La tuberculose chez bébé : quels risques de contamination ?

La tuberculose est une infection bactérienne qui se diffuse très largement lorsqu'il existe un foyer de contagion. Le seul moyen de s'en protéger est le vaccin.


La tuberculose chez bébé : quels risques de contamination ?

Grâce au vaccin B.C.G, la tuberculose a tendance à devenir de plus en plus rare. Malheureusement, on constate de temps à autre une recrudescence de cas, notamment dans les grandes villes. Les cas de tuberculose pulmonaire restent relativement nombreux.

C’est un petit bacille, le bacille de Koch ou encore bacille tuberculeux qui est à l’origine de cette maladie redoutée. Même s’il supporte mal la chaleur et la lumière, ce bacille est non seulement résistant à l’air libre mais il est aussi très volatile.

Tuberculose : quels modes de contamination ?

Lorsqu’un enfant est contaminé, il s’agit la plupart du temps une primo-infection. Il a sans doute inhalé la  bacille de Koch. Un simple contact fortuit suffit pour contaminer un enfant : un adulte malade éternue, tousse, postillonne devant un enfant dans les transports en commun, dans la rue…. Quelques gouttes de salive expulsées suffiront à le contaminer.

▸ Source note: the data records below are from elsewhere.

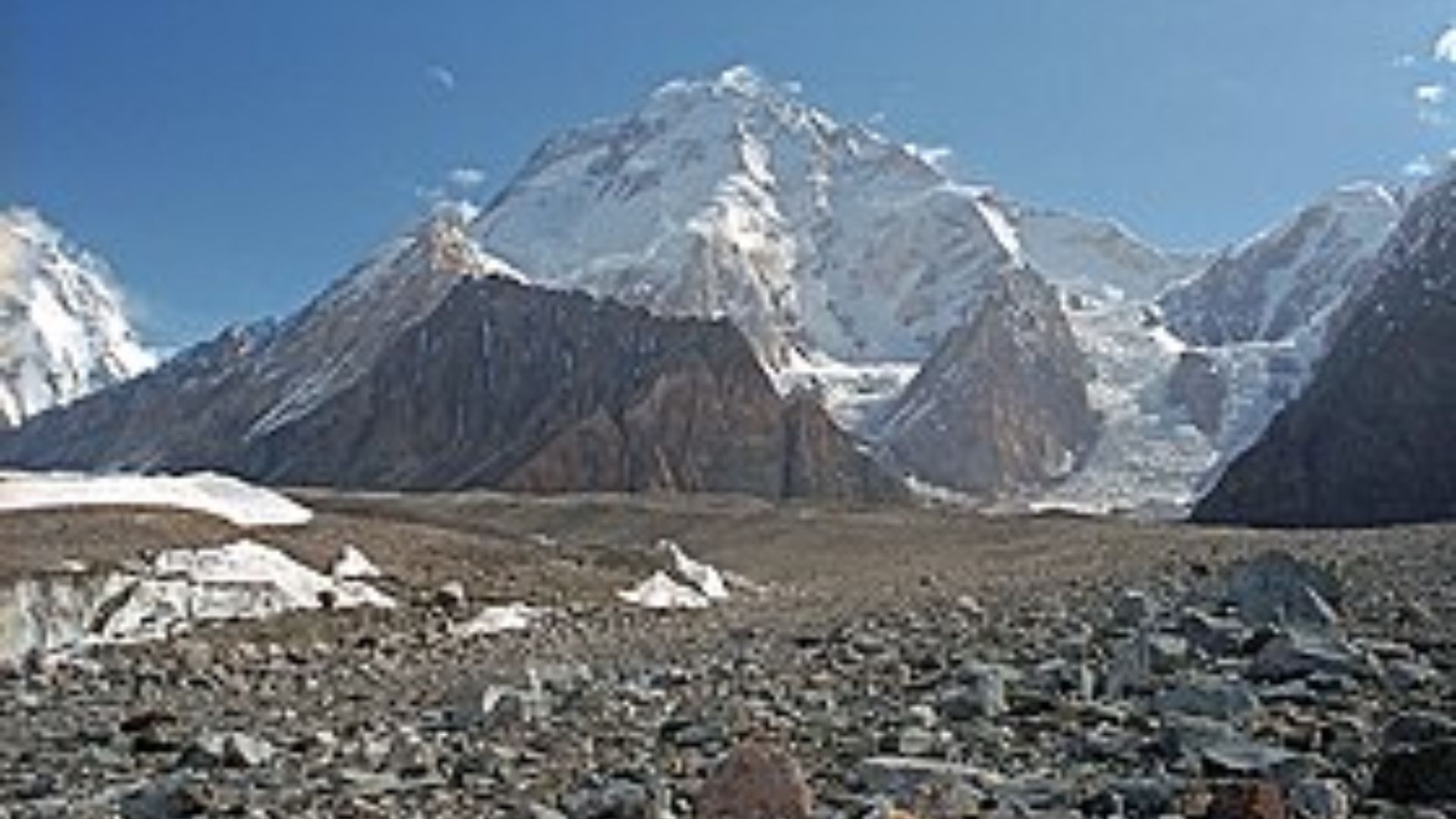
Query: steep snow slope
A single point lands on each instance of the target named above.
(63, 331)
(730, 197)
(1098, 257)
(1291, 280)
(1256, 321)
(1370, 441)
(848, 259)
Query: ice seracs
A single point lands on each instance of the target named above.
(686, 585)
(177, 591)
(63, 327)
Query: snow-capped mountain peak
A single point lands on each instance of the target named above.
(63, 330)
(731, 197)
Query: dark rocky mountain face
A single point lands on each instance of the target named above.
(497, 385)
(522, 388)
(1002, 403)
(1370, 441)
(1288, 279)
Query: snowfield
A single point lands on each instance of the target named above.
(207, 493)
(180, 589)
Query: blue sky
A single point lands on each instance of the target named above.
(234, 156)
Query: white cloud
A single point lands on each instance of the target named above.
(1445, 47)
(938, 158)
(441, 76)
(1432, 93)
(466, 178)
(1417, 168)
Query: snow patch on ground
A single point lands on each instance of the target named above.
(696, 585)
(708, 580)
(498, 620)
(209, 493)
(661, 592)
(354, 564)
(181, 588)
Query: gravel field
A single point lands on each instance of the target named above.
(930, 659)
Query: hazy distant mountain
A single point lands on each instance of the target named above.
(433, 368)
(1024, 354)
(63, 331)
(1370, 441)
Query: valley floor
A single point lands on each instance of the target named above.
(935, 659)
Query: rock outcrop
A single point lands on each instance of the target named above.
(476, 381)
(1370, 439)
(1002, 404)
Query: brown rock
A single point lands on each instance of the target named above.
(488, 384)
(756, 781)
(1247, 800)
(1002, 403)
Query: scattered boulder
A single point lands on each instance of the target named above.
(1417, 773)
(981, 694)
(1212, 634)
(1203, 695)
(232, 749)
(1320, 799)
(169, 798)
(1247, 799)
(1298, 654)
(756, 781)
(1280, 589)
(1414, 727)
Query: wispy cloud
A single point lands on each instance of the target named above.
(441, 76)
(1432, 93)
(1419, 168)
(1445, 46)
(466, 178)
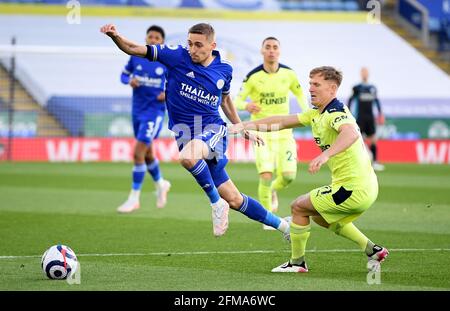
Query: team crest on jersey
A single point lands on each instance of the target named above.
(220, 83)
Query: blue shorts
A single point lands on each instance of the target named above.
(147, 128)
(216, 139)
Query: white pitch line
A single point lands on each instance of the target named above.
(238, 252)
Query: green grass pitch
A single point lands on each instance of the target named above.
(174, 248)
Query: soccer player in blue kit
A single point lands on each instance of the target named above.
(198, 83)
(148, 81)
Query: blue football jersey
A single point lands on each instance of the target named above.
(152, 80)
(194, 92)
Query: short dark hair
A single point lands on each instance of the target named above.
(328, 73)
(203, 29)
(157, 29)
(270, 38)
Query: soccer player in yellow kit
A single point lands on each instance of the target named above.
(268, 87)
(354, 186)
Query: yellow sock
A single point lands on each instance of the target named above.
(265, 193)
(299, 237)
(350, 232)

La contamination devient inévitable lorsque l’enfant vit avec une personne elle-même malade. C’est la raison pour laquelle tout l’entourage d’un enfant doit être examiné lorsqu’il est atteint de primo-infection. Car il est important de découvrir l’adulte à l’origine de cette contamination.

La contamination entre enfants reste très rare.

Tuberculose : les conséquences

Lorsqu’un enfant est contaminé, le bacille pénètre dans l’organisme et va souvent s’installer dans une alvéole pulmonaire. Là il se multiplie pendant plusieurs jours avant de contaminer tout l’organisme.

Le corps commence à développer ses propres défenses, au bout de deux à trois semaines. Elles vont venir bloquer le développement du bacille de Koch. On parle alors de phase primaire de la maladie qui reste en sommeil pendant un temps indéterminé, 2, 5 ou 10 ans, selon la violence de la contamination.

Mais un jour ou l’autre, le bacille redeviendra actif et se manifestera : il peut s’agir d’une tuberculeuse secondaire qui sera à l’origine d’une pleurésie ou d’une méningite ou d’une tuberculeuse tertiaire pulmonaire, rénale ou osseuse.

La primo-infection s’accompagne souvent d’une conjonctivite particulière et de lésions dermatologiques.

Tuberculose : comment la détecter ?

Les symptômes de la tuberculose sont assez communs : l'enfant est fiévreux, fatigué, il mange peu, il a une toux grasse. Ces symptômes doivent éveiller votre vigilence si l'enfant n'a pas été vacciné.

Le dépistage par réaction cutanée est un moyen très efficace de détercter la tuberculose et d'en limiter la contagion. Lors de ce test tuberculinique, le médecin peut constater une réaction positive chez un enfant. Il peut se faire à n’importe quel moment, même si l’enfant est fiévreux.

Tuberculose : comment réagir ?

Quand un enfant est diagnostiqué porteur de la tuberculose, il faut procéder rapidement à un examen complet comprenant des radiographies pulmonaires, des examens du sang, des examens cliniques et radiologiques de l’enfant.

Tout l’entourage sera aussi examiné, voire traité si nécessaire. Le traitement doit être énergique. Aujourd’hui, les résultats sont très positifs : les premiers médicaments anti-tuberculeux découverts il y a une cinquantaine d’année permettent d’obtenir de bons résultats de guérison. Des chimiothérapies peuvent également être prescrites et sont très efficaces.

Tuberculose : comment prévenir ?

La meilleure des préventions reste le vaccin B.C.G : même s'il n'est plus obligatoire depuis 2007, le B.C.G reste recommandé. Il protège avec efficacité d’une primo-infection par le bacille de Kokh.